Billionaire Elon Musk's iconic rocket Starship, the largest and most powerful ever built designed to send astronauts to the Moon and Mars and beyond, exploded on Thursday during the spacecraft's first test flight. Mr Musk said that the next Starship test will be in a few months.
Minutes after SpaceX congratulated itself on an "exciting first integrated flight test of Starship", the company tweeted that the rocket "experienced a rapid unscheduled disassembly before stage separation".
At the three-minute mark commentators indicated an issue with the test flight. The rocket began to flip for the separation stage and the rotating rocket could be seen in the SpaceX livestream.
Starship should have separated from the super-heavy booster but the rocket continues to rotate, the commentators said. "This does not appear to be a nominal situation," the commentator stated after which the rocket exploded in the sky.
The gigantic rocket successfully blasted off at 8:33 am Central Time (1333 GMT) from Starbase, the private SpaceX spaceport in Boca Chica, Texas. The Starship capsule had been scheduled to separate from the first-stage rocket booster three minutes into the flight but separation failed to occur and the rocket blew up.
Despite the failure to complete the full flight test, SpaceX declared it a success. "We cleared the tower which was our only hope," said Kate Tice, a SpaceX quality systems engineer.
"With a test like this, success comes from what we learn, and today's test will help us improve Starship's reliability as SpaceX seeks to make life multi-planetary," SpaceX tweeted. "Congratulations to the entire SpaceX team on an exciting first integrated flight test of Starship!"
After a failed first attempt on Monday, where liftoff of the giant rocket was called off just minutes ahead of the scheduled launch time because of a pressurization issue in the booster stage, there was great excitement for this launch.
Elon Musk had been hesitant about the launch. The SpaceX owner had warned ahead of the launch that technical issues were likely and sought to play down expectations for the inaugural test flight.
"It's a very risky flight," he said. "It's the first launch of a very complicated, gigantic rocket. There's a million ways this rocket could fail," Musk said.
The US space agency NASA has picked the Starship spacecraft to ferry astronauts to the Moon in late 2025 -- a mission known as Artemis III -- for the first time since the Apollo program ended in 1972.

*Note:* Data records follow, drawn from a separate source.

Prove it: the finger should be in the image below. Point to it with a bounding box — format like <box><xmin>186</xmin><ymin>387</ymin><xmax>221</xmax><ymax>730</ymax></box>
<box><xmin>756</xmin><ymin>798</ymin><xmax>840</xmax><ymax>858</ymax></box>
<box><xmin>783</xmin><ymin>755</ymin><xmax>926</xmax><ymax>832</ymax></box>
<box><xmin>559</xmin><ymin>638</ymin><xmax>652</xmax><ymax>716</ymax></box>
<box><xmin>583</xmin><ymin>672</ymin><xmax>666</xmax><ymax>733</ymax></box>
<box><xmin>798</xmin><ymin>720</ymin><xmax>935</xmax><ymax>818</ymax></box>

SpaceX foresees eventually putting a Starship into orbit, and then refueling it with another Starship so it can continue on a journey to Mars or beyond.
The eventual objective is to establish bases on the Moon and Mars and put humans on the "path to being a multi-planet civilization," according to Musk. "We are at this brief moment in civilization where it is possible to become a multi-planet species," he said. "That's our goal. I think we've got a chance."